Brandeis survey urges community to go ‘beyond welcoming.’

Mendy Hechtman/Flash90
Mendy Hechtman/Flash90

It was just a few years ago that the Jewish community was collectively wringing its hands over increasing rates of intermarriage. Now, a new study is reassuring the community that maybe things aren’t so bad after all.

According to a study by the Cohen Center for Modern Jewish Studies at Brandeis University, young couples consisting of one Jewish and one non-Jewish spouse are far from lost to the Jewish community. In fact, the majority of intermarried couples feel welcome in the Jewish community, a far cry from what would have been the case 10 or 20 years ago.

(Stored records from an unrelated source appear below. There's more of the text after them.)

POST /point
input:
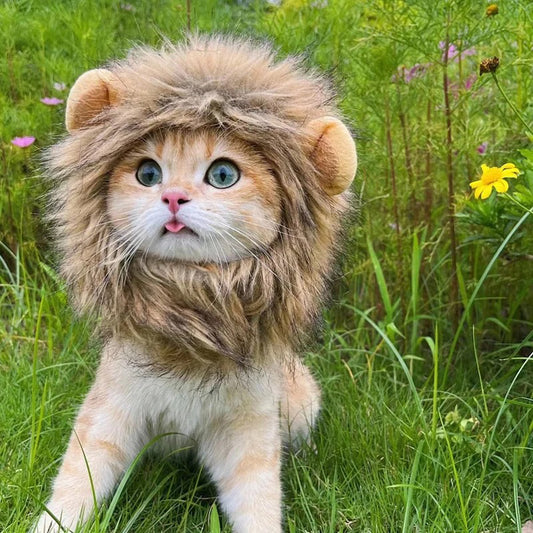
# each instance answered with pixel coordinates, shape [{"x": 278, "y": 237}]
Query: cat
[{"x": 197, "y": 202}]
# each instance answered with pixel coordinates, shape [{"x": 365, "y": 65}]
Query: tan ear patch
[
  {"x": 333, "y": 153},
  {"x": 93, "y": 91}
]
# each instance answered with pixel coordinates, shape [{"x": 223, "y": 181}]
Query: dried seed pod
[{"x": 489, "y": 65}]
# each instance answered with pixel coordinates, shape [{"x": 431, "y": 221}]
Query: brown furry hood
[{"x": 246, "y": 310}]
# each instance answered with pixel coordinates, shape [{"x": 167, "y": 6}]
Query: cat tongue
[{"x": 174, "y": 226}]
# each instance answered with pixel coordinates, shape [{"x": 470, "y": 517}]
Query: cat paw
[{"x": 46, "y": 524}]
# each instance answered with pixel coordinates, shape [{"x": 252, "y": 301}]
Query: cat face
[{"x": 194, "y": 197}]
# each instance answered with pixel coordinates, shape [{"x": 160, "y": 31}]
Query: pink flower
[
  {"x": 23, "y": 142},
  {"x": 482, "y": 148},
  {"x": 47, "y": 100}
]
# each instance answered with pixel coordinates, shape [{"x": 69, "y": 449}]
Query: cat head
[{"x": 208, "y": 152}]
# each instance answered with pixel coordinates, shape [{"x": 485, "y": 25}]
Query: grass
[{"x": 427, "y": 421}]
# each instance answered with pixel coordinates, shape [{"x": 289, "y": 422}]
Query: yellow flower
[{"x": 493, "y": 177}]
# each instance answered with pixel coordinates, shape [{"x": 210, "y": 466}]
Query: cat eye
[
  {"x": 149, "y": 173},
  {"x": 222, "y": 174}
]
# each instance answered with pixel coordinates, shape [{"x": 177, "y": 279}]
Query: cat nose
[{"x": 174, "y": 199}]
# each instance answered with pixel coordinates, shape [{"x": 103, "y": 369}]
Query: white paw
[{"x": 46, "y": 524}]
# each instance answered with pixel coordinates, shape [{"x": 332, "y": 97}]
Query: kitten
[{"x": 197, "y": 202}]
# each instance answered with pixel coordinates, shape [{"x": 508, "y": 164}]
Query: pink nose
[{"x": 174, "y": 199}]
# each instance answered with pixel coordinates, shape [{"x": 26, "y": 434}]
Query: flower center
[{"x": 491, "y": 175}]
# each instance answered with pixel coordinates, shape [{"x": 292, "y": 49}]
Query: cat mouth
[{"x": 175, "y": 226}]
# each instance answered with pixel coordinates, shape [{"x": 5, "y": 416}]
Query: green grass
[{"x": 427, "y": 422}]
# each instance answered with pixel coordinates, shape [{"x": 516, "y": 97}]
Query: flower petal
[
  {"x": 510, "y": 173},
  {"x": 501, "y": 185},
  {"x": 486, "y": 191},
  {"x": 23, "y": 142}
]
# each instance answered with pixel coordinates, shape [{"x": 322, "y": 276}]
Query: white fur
[{"x": 234, "y": 425}]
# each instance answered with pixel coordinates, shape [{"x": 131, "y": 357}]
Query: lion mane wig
[{"x": 214, "y": 317}]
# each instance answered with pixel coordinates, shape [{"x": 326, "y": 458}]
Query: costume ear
[
  {"x": 93, "y": 91},
  {"x": 333, "y": 153}
]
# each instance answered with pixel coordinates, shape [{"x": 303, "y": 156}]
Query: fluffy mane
[{"x": 217, "y": 316}]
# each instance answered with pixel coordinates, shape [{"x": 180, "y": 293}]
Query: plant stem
[
  {"x": 511, "y": 105},
  {"x": 454, "y": 288},
  {"x": 393, "y": 177}
]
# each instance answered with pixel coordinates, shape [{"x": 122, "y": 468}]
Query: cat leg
[
  {"x": 105, "y": 440},
  {"x": 242, "y": 452},
  {"x": 300, "y": 403}
]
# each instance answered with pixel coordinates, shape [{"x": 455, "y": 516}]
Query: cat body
[{"x": 197, "y": 204}]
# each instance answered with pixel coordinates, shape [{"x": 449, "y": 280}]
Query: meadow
[{"x": 424, "y": 355}]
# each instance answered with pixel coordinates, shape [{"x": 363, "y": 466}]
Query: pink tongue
[{"x": 174, "y": 226}]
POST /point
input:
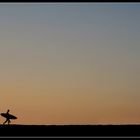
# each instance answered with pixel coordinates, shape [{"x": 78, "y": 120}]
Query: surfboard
[{"x": 10, "y": 116}]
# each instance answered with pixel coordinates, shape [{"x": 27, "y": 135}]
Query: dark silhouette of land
[{"x": 70, "y": 130}]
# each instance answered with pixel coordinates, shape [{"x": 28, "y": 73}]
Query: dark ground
[{"x": 70, "y": 130}]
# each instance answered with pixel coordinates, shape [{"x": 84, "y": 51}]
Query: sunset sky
[{"x": 70, "y": 63}]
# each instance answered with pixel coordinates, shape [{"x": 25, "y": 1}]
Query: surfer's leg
[
  {"x": 5, "y": 121},
  {"x": 9, "y": 121}
]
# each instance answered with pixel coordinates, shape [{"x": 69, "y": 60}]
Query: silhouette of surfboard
[{"x": 9, "y": 116}]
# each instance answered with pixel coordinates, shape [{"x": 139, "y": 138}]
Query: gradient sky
[{"x": 70, "y": 63}]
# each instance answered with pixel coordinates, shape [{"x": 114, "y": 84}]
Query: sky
[{"x": 70, "y": 63}]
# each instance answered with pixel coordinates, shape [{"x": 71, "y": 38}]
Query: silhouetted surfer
[{"x": 7, "y": 118}]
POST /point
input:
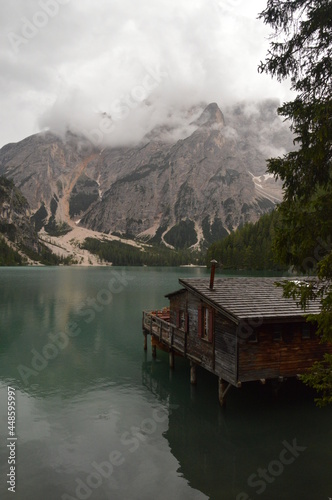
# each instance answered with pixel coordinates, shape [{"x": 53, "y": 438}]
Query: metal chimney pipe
[{"x": 213, "y": 270}]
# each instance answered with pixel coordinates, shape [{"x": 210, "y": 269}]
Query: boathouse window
[
  {"x": 182, "y": 320},
  {"x": 306, "y": 331},
  {"x": 277, "y": 333},
  {"x": 253, "y": 337},
  {"x": 205, "y": 323}
]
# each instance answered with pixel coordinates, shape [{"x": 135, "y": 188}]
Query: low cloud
[{"x": 142, "y": 64}]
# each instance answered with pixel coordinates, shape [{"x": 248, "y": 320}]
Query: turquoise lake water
[{"x": 97, "y": 418}]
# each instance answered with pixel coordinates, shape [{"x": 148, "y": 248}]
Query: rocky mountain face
[
  {"x": 15, "y": 215},
  {"x": 181, "y": 192}
]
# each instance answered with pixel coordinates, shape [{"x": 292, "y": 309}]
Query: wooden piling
[
  {"x": 223, "y": 389},
  {"x": 171, "y": 359},
  {"x": 193, "y": 377}
]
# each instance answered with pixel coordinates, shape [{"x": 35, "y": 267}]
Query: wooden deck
[{"x": 163, "y": 333}]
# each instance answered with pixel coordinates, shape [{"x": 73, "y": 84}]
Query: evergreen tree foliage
[{"x": 301, "y": 49}]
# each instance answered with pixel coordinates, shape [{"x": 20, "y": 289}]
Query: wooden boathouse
[{"x": 240, "y": 329}]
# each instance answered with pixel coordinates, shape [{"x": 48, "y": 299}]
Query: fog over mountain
[
  {"x": 180, "y": 191},
  {"x": 117, "y": 70}
]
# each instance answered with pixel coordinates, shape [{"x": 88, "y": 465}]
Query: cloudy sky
[{"x": 63, "y": 63}]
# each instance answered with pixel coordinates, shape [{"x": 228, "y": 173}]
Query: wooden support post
[
  {"x": 171, "y": 359},
  {"x": 223, "y": 390},
  {"x": 193, "y": 377}
]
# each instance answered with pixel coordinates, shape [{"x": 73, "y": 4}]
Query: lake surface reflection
[{"x": 97, "y": 417}]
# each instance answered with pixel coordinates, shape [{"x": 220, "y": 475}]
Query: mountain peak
[{"x": 211, "y": 116}]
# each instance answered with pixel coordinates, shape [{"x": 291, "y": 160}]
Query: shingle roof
[{"x": 242, "y": 298}]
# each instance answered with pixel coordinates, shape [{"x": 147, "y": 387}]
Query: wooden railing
[{"x": 165, "y": 332}]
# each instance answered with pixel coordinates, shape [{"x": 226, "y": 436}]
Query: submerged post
[
  {"x": 171, "y": 359},
  {"x": 193, "y": 379}
]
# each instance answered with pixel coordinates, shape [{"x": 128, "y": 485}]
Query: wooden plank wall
[
  {"x": 225, "y": 349},
  {"x": 288, "y": 357}
]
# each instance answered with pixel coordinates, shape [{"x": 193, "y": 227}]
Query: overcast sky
[{"x": 65, "y": 62}]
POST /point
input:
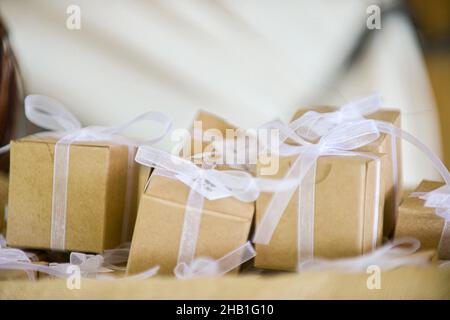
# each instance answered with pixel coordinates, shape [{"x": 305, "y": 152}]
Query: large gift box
[
  {"x": 417, "y": 220},
  {"x": 95, "y": 198},
  {"x": 384, "y": 145},
  {"x": 345, "y": 220},
  {"x": 3, "y": 199},
  {"x": 225, "y": 223}
]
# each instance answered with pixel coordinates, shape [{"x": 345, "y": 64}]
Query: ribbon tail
[{"x": 444, "y": 242}]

“There was a time when parents would sit shiva, metaphorically or otherwise, if a child married a non-Jew, and that situation has changed,” said Leonard Saxe, director of the Cohen Center and one of the authors of the study. Today, Saxe said, “young couples know that they are welcome.”

The study, conducted in 2017, included 1,128 young couples, 607 of whom included two Jewish members and 521 of whom included one Jew and one non-Jew. The participants in the study were recruited by Birthright participants who had been involved in previous studies. The sample for the current study is not random and is not representative of American Jews or intermarried Jews as a whole.

According to Saxe, religious engagement as a child served as a reliable predictor for religious engagement as an adult. But Jews married to non-Jews showed lower rates of Jewish engagement compared to Jews married to Jews who had grown up with the same level of Jewish engagement. “Your background is clearly important in terms of predicting your level of engagement but there’s still a difference depending on whether you married a Jew or a non-Jew,” said Saxe. “It’s hard to know exactly why that is but we see it.”

Jews who were married to non-Jews were also more likely to have been the children of intermarried parents themselves. While 80 percent of Jews married to non-Jews had two Jewish parents, 57 percent of Jews married to non-Jews had a non-Jewish parent.

Calling the report “Beyond Welcoming,” the authors encouraged Jewish communities and organizations to do more than welcome intermarried couples. Saxe said that years of focus on welcoming intermarried couples, especially in the Reform and Conservative movements, had largely proven successful. He noted that the number of millennial children of intermarriage who identify as Jews has doubled compared to the previous generation. “The challenge is how do you not just welcome people but truly engage them, educate their children, engage them in serious Jewish education,” said Saxe.

The study also examined the choice of a Jewish officiant at a couple’s wedding. Of couples in which both spouses were Jewish, 85 percent were married solely by a Jewish officiant. Of couples in which one spouse was not Jewish, 22 percent were married solely by a Jewish officiant while 6 percent were married by a Jewish officiant as well as another officiant. Nearly six in 10 were married by a non-religious officiant. Only 3 percent tried to find a Jewish officiant but could not find one that would agree to perform the marriage.